Fear: Anxious concern.
Heart: The moral distinguished from the intellectual. The innermost deeply felt.
Intuition: Quick and ready insite. Knowing without reasoning.
Observation: External by hearing, touching, smelling, and tasting.
Introspection: Making inferences.
Today I feel like moving somewhere very remote. I'd like to live in a log cabin. My children are grown now and have lives of their own so maybe I need to make some changes. I think I will open my mind to the possibility of moving. I never did like a busy city anyway.

May 13/2001
It's one of those days where I need to get out and make contact with the universe. I need energy badly today. I have a place I now call my place of honesty and decide to go there. I feel quite disguntled when I arrive but I persevere because something inside me says I must do this for awhile. So I go and I take a walk off the beaten trail. I stand in the trees near a small brook. I take some deep breaths and try to empty my mind. I close my eyes and concentrate on the sounds around me. I can hear the different tones in the water from the right and the left of me. I can hear the leaves in the trees whispering to me. I can hear the flys as they pass me by. I can hear the chatter of a squirrel. I can hear the chirps of the birds. Slowly I open my eyes and I take notice of every variation of greens and browns and the various colours and shapes of the flowers and the trees.
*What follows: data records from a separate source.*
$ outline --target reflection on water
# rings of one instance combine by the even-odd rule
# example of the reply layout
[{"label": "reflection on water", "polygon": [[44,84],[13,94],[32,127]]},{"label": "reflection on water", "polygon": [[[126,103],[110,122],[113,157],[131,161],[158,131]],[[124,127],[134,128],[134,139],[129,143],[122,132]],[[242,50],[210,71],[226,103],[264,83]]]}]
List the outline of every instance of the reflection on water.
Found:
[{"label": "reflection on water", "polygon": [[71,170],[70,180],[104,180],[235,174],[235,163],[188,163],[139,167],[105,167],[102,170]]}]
I look upwards to the tops of the trees and notice their heights. I feel small and insignificant. Through the trees I see the see the sky painted with a few clouds and rays of light coming through the branches. I take as much in as I can. I leave this secret place and take a walk on the trail that everyone else follows. I try not to notice the people as they pass by because I want my mind to remain blank. I look instead at the pebbles on the ground. I walk without purpose and without thought. I come to a bench and I sit awhile in front of a pond. I notice a duck with her ducklings. I notice the large fish in the pond. They weren't here before. Suddenly, I hear music coming from across the pond. I go to investigate. It was "Falun Dafa Week". I graciously took one of the papers handed to me. Interesting. Falun Dafa: an advanced cultivation practice in accordance with the essential nature of the universe: Truthfulness-Compassion-Forebearance. I smile now and walk back to my car. I feel better and as I walk I notice people smiling at me. I smile back because that's the way I feel.

May 12/2001
Today my son Elton married Anita. I am so proud to have her as my daughter. She is just such a warm and tender person. She is my confidant. They married in my home. It was a small but significant wedding. Monica, Cheryl, and Megan put up some wonderful decorations. Megan picked the most wonderful lilacs and flowers from her parents farm and made beautiful bouquets. They are girls to be proud of and I am so proud of them. Anyway, Elton and Anita had a memorable ceremony. It was their time and I know that they will dedicate their lives to one another forever. I know I have taught my sons well. They have all picked partners that will compliment the rest of their lives. I am very proud of my children and their partners.